There may be members of your community looking for ways to share their artistic talents with a wider community during this time of physical distancing. Some may even want to share personal stories about their career or personal life experiences, like a TED Talk. Hosting a virtual open mic night can provide a great opportunity for connections like this.
Step 1: Decide on the event format
Do you want to have a theme for the event? Do you want to make the event genre-specific, or maybe you want to bring musicians, poets, comedians, dancers, and storytellers together? Decide how long the event will last and how many performers you can accommodate. Invite people to sign up to participate in advance so that you can set your event lineup. Be sure to contact your performers to confirm their participation and to let them know how many minutes they’ll have for their set. Additionally, if you are planning a series of short talks for alumni, consider a variety of voices and experiences.

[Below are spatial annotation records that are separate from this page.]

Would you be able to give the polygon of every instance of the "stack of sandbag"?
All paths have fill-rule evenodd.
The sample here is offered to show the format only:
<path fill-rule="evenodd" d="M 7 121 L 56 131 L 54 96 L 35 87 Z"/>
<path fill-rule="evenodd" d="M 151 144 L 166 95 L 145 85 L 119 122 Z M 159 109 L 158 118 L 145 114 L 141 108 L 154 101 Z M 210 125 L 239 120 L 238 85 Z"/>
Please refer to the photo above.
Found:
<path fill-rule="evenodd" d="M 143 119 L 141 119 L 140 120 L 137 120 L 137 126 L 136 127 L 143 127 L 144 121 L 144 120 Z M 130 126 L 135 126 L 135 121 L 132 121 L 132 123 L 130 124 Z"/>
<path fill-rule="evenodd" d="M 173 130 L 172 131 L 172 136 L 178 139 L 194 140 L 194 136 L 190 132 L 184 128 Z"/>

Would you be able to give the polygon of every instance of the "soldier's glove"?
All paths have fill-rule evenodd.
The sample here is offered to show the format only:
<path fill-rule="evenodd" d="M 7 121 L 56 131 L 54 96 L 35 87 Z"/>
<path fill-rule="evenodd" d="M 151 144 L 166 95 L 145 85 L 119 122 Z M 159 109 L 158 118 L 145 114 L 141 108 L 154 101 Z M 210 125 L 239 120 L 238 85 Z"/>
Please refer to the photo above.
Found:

Step 2: Select a volunteer to serve as the MC
The MC might opt to perform a little something to kick things off and then introduce the other performers. This volunteer should agree to confirm all performers in advance and to manage the technology. If you’re planning a series of short talks from alumni, the MC should work with the event organizers and presenters on deciding if there will be Q&A and how to manage timing to allow all presenters to speak.
Step 3: Decide on technology
There are many video conferencing options, including Zoom, Cisco WebEx, FreeConferenceCall.com, and GoToMeeting. We suggest you choose a platform that is easy to use and accessible to your audience. Note: It is your responsibility to host the event on your (or a fellow classmate’s) personal account.
Some technologies offer recording options, which can be a nice way to share content with those who are unable to attend. Just note, if a session is recorded, it must be disclosed to all speakers and invitees in advance. You are also required to get signed permission from all attendees before sharing a recorded link.
Step 4: Pick a date and time
You know your communities best. The chosen date and time should be aligned with the availability of the desired audience with time zones taken into consideration as needed.
Step 5: Create an event page and advertise
Although optional, you may want to create an event page to measure interest and collect registrations. You can make an event page through social media or request to have one on the Harvard alumni website. Then, start inviting people with scheduled emails. You could also use your community’s social media platforms to advertise your events.